[Web-SIG] WSGI - alternative ideas

Phillip J. Eby pje at telecommunity.com
Mon Aug 16 17:30:32 CEST 2004


At 10:13 AM 8/16/04 +0200, Paul Boddie wrote:

>The problem with (or rather the problem avoided by) WSGI is that it
>doesn't
>provide any coherency for people writing applications or higher-level
>frameworks - by the latter, I'm talking about things which do form
>handling
>and templating - you still have to choose your favourite framework and
>then
>hope that the tricks you've employed will work on WSGI. This means that
>newcomers still have to stare down that recently pruned list on the
>WebProgramming page [2].

Well, at least it doesn't *add* a new choice to that list.  ;)

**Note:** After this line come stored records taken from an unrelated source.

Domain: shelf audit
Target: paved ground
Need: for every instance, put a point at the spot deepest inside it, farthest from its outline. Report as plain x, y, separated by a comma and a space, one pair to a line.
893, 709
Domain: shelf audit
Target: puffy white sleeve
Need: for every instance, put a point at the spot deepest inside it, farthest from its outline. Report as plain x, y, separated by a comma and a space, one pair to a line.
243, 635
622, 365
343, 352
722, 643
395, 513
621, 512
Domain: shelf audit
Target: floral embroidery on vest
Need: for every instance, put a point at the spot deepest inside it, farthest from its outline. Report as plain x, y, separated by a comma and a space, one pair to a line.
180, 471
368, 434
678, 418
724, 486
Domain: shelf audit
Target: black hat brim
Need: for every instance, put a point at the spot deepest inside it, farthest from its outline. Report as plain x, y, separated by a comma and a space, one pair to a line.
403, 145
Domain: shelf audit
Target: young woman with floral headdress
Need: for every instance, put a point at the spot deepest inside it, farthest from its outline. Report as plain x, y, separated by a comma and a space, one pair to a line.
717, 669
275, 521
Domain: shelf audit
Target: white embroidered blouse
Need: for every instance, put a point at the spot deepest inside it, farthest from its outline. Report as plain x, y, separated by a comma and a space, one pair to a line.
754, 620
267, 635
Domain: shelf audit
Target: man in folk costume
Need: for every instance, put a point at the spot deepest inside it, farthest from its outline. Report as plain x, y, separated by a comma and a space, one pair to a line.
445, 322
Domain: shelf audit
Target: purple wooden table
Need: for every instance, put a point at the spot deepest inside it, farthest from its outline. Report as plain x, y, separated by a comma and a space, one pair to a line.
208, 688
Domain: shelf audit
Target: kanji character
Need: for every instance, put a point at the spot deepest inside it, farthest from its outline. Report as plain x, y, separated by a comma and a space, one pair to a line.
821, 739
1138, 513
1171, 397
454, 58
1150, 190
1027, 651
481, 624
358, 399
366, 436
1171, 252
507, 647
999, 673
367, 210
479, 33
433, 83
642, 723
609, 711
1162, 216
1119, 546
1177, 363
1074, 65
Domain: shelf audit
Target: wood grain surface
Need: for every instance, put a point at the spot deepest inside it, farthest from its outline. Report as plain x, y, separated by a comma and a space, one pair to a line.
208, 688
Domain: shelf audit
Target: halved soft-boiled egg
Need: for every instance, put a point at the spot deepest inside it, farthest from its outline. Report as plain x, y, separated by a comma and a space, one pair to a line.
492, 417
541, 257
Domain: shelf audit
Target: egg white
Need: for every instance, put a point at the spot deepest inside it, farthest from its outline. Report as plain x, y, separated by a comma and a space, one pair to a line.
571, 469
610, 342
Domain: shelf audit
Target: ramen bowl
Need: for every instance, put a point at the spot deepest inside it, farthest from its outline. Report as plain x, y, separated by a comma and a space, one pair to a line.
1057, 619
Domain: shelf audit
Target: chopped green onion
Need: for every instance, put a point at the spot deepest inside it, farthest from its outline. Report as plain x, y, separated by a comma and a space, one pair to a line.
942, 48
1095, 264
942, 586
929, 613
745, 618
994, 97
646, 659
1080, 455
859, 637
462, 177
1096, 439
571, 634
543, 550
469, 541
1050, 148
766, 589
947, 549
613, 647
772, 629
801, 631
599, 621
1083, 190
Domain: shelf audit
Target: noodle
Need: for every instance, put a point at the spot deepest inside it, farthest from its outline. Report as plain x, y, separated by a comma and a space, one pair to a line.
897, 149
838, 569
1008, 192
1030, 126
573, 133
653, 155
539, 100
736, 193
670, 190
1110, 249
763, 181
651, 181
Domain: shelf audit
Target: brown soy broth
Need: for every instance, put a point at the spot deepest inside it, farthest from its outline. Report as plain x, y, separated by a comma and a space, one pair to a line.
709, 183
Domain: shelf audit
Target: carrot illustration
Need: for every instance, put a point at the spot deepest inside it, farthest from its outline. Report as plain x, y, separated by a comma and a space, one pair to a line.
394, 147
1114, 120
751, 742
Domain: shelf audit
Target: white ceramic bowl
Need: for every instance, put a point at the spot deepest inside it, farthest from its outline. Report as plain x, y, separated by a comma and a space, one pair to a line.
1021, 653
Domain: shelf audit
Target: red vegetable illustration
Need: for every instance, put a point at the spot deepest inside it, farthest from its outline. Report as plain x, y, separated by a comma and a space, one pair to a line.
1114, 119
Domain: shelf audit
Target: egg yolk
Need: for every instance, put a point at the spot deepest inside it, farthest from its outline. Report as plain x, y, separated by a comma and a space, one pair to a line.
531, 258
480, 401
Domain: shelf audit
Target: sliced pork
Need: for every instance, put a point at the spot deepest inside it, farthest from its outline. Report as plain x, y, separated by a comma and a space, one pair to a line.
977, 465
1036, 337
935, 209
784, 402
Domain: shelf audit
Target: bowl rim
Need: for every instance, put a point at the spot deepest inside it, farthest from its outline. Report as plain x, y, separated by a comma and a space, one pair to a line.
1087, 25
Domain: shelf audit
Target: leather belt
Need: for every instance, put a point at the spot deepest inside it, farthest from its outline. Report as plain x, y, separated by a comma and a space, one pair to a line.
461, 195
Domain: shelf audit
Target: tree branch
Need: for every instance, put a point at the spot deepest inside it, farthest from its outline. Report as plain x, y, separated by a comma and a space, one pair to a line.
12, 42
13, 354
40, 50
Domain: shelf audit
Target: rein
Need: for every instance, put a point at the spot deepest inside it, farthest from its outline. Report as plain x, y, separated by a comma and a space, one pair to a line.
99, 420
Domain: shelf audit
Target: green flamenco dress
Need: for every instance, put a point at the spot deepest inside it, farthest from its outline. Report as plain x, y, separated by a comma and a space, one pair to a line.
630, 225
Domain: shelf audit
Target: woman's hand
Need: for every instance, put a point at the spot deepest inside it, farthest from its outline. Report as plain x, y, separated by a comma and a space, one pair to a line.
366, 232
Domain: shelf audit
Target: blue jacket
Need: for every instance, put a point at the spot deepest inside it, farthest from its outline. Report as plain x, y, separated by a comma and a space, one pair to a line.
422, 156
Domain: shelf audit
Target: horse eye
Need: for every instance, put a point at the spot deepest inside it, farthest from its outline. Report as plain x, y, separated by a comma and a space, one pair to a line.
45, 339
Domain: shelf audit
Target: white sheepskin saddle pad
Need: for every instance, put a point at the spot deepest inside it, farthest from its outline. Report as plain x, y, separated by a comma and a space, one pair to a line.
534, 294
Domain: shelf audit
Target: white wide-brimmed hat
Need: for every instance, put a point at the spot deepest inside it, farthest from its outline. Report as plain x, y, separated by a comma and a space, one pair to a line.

It *does*, however, create an environment that allows for "non-framework" 
frameworks, since middleware components can add arbitrary data and service 
objects to the 'environ'.  (And, there's also nothing stopping components 
from being distributed as non-middleware functions or objects that one 
supplies the 'environ' to, in order to obtain data or do things.)

So, even though WSGI itself doesn't provide a higher-level API, its 
existence and popularity should eventually allow users to choose framework 
services on a piece-by-piece rather than framework-at-a-time basis.

But, we won't get there if WSGI doesn't get implemented in web servers, and 
it won't be attractive for server authors unless there's a "market" for 
WSGI web servers.  And there won't be a significant market for them unless 
existing software, under existing frameworks, can run on WSGI.

Anyway, once WSGI middleware components are popular, there's then a market 
for framework authors to allow WSGI components to be plugged in *below* 
their frameworks, e.g. as objects in a Zope "folder", as Webware 
"resources", etc.  Once this happens, I expect some framework authors may 
see the value in refactoring their framework as a collection of WSGI 
middleware components...  at which point frameworks disappear, and 
components reign supreme.  Ultimate choice and flexibility now belongs to 
the user, and we all live happily ever after in the land of happy happy web 
programmers, or something like that.

That is a *long* way off, however.  The reality today is that nothing is 
going to change without a clear win for the framework authors whose 
frameworks own the bulk of the market share in Python web 
applications.  Trying to directly create a new, competing API is quite 
simply an attack on their investment, and it's not going to get us 
anywhere.  At the least, such a new API doesn't do anything positive for 
them.  In principle, WSGI will let their apps run on more servers, and is 
simple enough for server and framework authors to try it out as an experiment.